İlk tek sayının ilk karesidir (3x3). Başarısızlık ve eksiklikle ilişkilendirilmiştir. Çünkü kusursuz sayı 10’dan bir eksiktir. Ona ceninin dokuz aylık ömründen dolayı “insanın sayısı” da denilmiştir. Eneeadın anahtar kavramları arasında okyanus ve ufuk kavramları bulunur. Çünkü kadimlere göre bunlar sınırsızdır. Eneead sınırsız bir sayıdır çünkü onun ardında sadece sonlu 10 vardır. O sınır ve sınırlanmadır çünkü bütün sayıları içinde tutmuştur. Hava küresidir, çünkü havanın yeryüzünü çevrelemesi gibi, o da bütün sayıları çevreler. Eneeadın doğasında az ya da çok pay alan tanrı ve tanrıçalar şunlardır; Prometheus, Volkan, Jüpiter’in karısı ve kız kardeşi olan Juno, Paean, Aglaia, Tritogenia, Kuretes, Proserpine, Hyperion ve Terpsichore.

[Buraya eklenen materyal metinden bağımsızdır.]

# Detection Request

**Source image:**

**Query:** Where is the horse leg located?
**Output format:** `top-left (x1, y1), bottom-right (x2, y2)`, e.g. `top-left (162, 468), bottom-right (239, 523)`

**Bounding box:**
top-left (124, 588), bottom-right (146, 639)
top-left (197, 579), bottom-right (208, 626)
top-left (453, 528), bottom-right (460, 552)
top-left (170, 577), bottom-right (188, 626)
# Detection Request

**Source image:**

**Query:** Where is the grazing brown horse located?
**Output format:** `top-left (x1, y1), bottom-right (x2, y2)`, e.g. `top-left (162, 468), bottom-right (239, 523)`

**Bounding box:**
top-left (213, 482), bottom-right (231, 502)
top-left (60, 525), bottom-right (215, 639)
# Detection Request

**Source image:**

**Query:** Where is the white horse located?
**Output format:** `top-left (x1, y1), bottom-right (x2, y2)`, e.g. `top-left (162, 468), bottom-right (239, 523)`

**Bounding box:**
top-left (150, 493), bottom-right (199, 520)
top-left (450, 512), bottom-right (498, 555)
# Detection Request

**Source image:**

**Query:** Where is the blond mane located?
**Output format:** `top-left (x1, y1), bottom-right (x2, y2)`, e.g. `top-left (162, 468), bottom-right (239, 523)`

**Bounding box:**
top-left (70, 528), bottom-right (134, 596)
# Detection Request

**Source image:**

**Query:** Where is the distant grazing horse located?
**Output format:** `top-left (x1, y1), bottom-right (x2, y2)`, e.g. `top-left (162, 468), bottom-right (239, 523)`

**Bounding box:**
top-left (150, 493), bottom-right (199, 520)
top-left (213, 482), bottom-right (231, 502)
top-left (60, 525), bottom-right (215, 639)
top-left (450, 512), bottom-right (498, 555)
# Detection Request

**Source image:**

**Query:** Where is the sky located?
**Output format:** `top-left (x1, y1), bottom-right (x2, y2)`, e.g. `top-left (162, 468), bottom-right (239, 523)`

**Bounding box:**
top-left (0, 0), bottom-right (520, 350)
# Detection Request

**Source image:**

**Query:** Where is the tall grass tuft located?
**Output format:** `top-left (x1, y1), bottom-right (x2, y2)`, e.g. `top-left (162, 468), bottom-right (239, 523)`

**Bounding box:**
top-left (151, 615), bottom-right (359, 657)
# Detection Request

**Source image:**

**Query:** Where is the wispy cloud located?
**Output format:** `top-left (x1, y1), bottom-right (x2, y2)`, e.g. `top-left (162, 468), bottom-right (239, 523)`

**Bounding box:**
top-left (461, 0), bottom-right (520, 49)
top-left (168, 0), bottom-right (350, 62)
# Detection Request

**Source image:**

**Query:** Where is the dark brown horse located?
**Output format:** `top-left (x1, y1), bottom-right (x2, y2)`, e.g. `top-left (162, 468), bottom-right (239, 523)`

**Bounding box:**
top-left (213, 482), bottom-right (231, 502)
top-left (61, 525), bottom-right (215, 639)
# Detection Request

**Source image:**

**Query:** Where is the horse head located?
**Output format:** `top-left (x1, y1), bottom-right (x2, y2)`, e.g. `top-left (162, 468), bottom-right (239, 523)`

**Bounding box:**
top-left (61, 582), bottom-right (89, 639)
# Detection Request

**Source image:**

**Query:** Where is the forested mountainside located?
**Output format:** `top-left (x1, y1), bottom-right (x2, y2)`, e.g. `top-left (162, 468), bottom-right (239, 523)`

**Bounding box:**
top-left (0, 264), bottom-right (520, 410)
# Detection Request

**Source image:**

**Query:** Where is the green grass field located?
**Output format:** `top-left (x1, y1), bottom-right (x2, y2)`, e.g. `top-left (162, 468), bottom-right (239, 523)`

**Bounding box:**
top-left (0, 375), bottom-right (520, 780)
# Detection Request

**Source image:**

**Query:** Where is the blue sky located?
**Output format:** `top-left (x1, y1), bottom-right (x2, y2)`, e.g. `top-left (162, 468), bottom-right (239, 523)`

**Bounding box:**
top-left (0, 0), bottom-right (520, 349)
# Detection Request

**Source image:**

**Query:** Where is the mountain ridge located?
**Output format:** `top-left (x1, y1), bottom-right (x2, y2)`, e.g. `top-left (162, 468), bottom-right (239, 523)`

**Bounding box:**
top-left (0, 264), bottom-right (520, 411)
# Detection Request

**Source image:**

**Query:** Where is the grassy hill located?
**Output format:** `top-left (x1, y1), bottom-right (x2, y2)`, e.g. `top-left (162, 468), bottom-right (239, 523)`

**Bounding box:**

Ennead -9- şer bir sayı olarak görülmüştür. Çünkü o 6’nın tersidir. Eleusis Gizemleri’ne göre 9, bilincin doğumdan önce geçtiği kürelerin sayısıdır. Sperma hayvancığına benzerliğinden dolayı tohum hayatı ile ilişkilendirilmiştir.

Decad -10-

Pisagorculara göre en yüce sayıdır, bu onun sadece tetraktis (10 nokta) olmasından değil, onun aritmetik ve harmonik oranları kapsıyor olmasındandır. Pisagor, 10 sayısının, sayının doğası olduğunu söylemiştir. Çünkü bütün uluslar ona doğru koşar ve ona ulaştıklarında tekrar monada dönerler. Decad hem sema hem de dünyadır. Çünkü birincisi ikincisini kapsar. Kusursuz bir sayı olarak decad Pisagorcular tarafından yaş, erk, iman, zorunluluk ve hafıza gücü ile ilişkilendirilmiştir. Ayrıca yıpranmayan sıfatıyla da anılmıştır çünkü Tanrı yorulmazdır. Pisagorcular, semavi cisimleri onlu bir düzene sınıflandırmışlardır.

Ayrıca bütün sayıların en kusursuzu olan decadın kendi içinde tek ve çift sayıların, hareket edenin ve etmeyenin, iyi ve kötünün doğasını barındırdığını ifade etmişler, onun gücünü aşağıdaki tanrılarla ilişkilendirmişlerdir; Atlas (sayıları omzunda taşıdığı için), Urania, Mynemosyne, Güneş, Phaneler ve Tek Tanrı.

Desimal sistem parmakların sayı saymak için kullanıldığı zamandan geliyor olabilir, çünkü parmaklar en ilkel sayı sayma aracıdırlar.